Гневом разгорелись глаза Дундича. Его лучшие друзья в беде! Разве может он допустить, чтобы кадеты издевались над дорогими ему людьми? Горячий по натуре, Дундич на миг забыл о дисциплине красного бойца и о том, что за самовольство ему может крепко влететь от командования. Он позвал своего ординарца Шпитального, велел ему разбудить машиниста и кочегара, чтобы те поднимали пары. Затем кавалеристы с трудом втащили на бронированную платформу трех коней. Медленно ворочая тяжелыми колесами, паровоз потянул состав на главный путь.
Когда подъехали к станции, Дундич вошел в кабинет диспетчера и велел передать по всей дороге приказ о пропуске бронепоезда под командованием полковника Дундича.
- Гони аллюром! - приказал Дундич машинисту, но тот возразил, мало ли что надумают беляки - могут рельсы разобрать, мост взорвать.
Посадил отважный разводчик двух красноармейцев на крышу вагона, дал им свой бинокль и велел следить за дорогой.
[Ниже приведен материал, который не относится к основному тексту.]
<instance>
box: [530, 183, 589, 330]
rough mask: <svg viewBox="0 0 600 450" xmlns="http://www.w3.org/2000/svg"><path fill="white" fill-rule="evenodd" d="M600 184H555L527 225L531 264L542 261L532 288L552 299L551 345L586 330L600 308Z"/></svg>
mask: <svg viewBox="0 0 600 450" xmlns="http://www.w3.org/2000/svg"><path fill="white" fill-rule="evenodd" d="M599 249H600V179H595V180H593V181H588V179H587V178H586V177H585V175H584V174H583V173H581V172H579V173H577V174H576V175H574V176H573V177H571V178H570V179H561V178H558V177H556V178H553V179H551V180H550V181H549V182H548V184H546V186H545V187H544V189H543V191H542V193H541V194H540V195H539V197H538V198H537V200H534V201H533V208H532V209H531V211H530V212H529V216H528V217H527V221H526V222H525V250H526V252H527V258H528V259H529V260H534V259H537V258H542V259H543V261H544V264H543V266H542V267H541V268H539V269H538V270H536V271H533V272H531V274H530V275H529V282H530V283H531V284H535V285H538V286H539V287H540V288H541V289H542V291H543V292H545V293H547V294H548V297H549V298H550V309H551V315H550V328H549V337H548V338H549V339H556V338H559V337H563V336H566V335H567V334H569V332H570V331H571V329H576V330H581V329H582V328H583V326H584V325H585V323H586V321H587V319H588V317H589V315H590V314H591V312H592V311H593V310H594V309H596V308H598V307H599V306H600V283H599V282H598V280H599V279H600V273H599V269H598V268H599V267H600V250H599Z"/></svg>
Увидят подозрительное, пусть немедленно сообщат ему.
На нервом же разъезде белые, узнав, что идет бронепоезд, не встретили его с почетом, но и не задержали. Может, благоразумно решили не связываться с этим красным дьяволом, который прошлым летом наводил на них ужас на коне. А теперь что он может натворить на своей адской машине?